I also strongly suspect that to be some/most of the reason new plants get spots of black on them. It's from exposure to air while being moved I believe.
These have a Rysome which looks like a stem running across the bottom of the leaves. This should not be under the sub but only the roots which hang down from it. Bolbitus it like that also. The reason people often just tie them to rocks and wood. But this does create a situation where they need water ferts as then the roots don't get nutrients from the sub.
Flourish is incomplete but Java Fern seem to do OK as long as there are not a lot of plants in the tank.
Leaf Zone has Potassium in it at a higher rate than Flourish. But fish food has Phosphorus so if there are not a lot of plants and the light is not high it should work out OK.
With a lot of plants you may want to investigate dry ferts. Much cheaper for larger tanks.


----------



## AquaAurora (Jul 10, 2013)

Don't worry is that 'dark tip' on the new smaller leaf is normal as they grow, mine do it all the time and grow into full healthy leaves.


----------



## junglefowl (Oct 30, 2012)

A sign of healthy plants ready to grow new leaves


----------



## Bmanz21 (Nov 8, 2014)

Awesome! I just read some conflicting things. The one thing I was concerned with was having low nitrates. Should it be a concern? And thanks for everyone's help, and I've noticed it to be on the newer leaves so this is good news!


----------



## Bmanz21 (Nov 8, 2014)

Actually forgot to mention I'm growing new leaves on top of the existing larger ones (not pictured) roots and all. When's an appropriate time to move them?


----------



## AquaAurora (Jul 10, 2013)

Bmanz21 said:


> Actually forgot to mention I'm growing new leaves on top of the existing larger ones (not pictured) roots and all. When's an appropriate time to move them?

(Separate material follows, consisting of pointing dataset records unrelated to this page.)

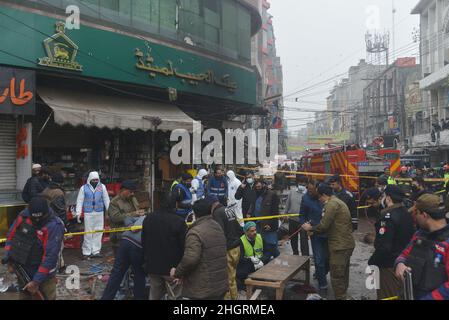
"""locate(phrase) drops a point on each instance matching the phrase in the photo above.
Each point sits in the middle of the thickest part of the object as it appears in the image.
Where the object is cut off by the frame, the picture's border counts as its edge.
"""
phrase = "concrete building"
(345, 101)
(384, 104)
(105, 95)
(432, 108)
(268, 64)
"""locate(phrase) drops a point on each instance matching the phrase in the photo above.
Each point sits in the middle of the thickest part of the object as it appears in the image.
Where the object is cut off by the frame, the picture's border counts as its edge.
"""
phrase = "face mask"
(94, 184)
(383, 203)
(39, 221)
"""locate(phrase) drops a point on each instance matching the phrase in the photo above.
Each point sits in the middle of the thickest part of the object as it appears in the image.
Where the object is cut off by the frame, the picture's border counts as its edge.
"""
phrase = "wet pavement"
(94, 274)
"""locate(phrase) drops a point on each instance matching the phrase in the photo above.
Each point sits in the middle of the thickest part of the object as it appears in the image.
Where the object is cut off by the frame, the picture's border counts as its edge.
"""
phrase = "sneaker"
(61, 270)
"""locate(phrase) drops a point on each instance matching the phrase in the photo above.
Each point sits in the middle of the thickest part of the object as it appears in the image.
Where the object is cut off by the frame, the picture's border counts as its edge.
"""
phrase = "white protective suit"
(93, 220)
(233, 185)
(195, 185)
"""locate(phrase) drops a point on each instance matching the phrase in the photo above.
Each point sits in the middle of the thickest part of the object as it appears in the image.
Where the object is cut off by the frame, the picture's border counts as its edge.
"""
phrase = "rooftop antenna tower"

Those are often called plantlets. Let them grow until they pop off on thier own, they'll grow faster if they can feed from the mother plant... i tried puling some off once... over a month there was some but barely any noticeable growth.. soooooo slooooooooow.


----------



## BigJay180 (Jul 20, 2014)

Are all of these brown fuzzy roots normal?

The good thing is you can't see the fishing line I used to secure the fern to the wood. It's completely hidden now, and the wood looks amazing with the ferns.


----------



## Bmanz21 (Nov 8, 2014)

BigJay180 said:


> Are all of these brown fuzzy roots normal?
> 
> 
> 
> The good thing is you can't see the fishing line I used to secure the fern to the wood. It's completely hidden now, and the wood looks amazing with the ferns.



Looks pretty normal to me as far as my little knowledge on plants and such goes. I'm pretty new to this stuff. I'm assuming tho if you just tied it down the roots will anchor to the wood over time. Looks good tho!!


----------



## Zapins (Jan 7, 2006)

All normal for jave ferns.


----------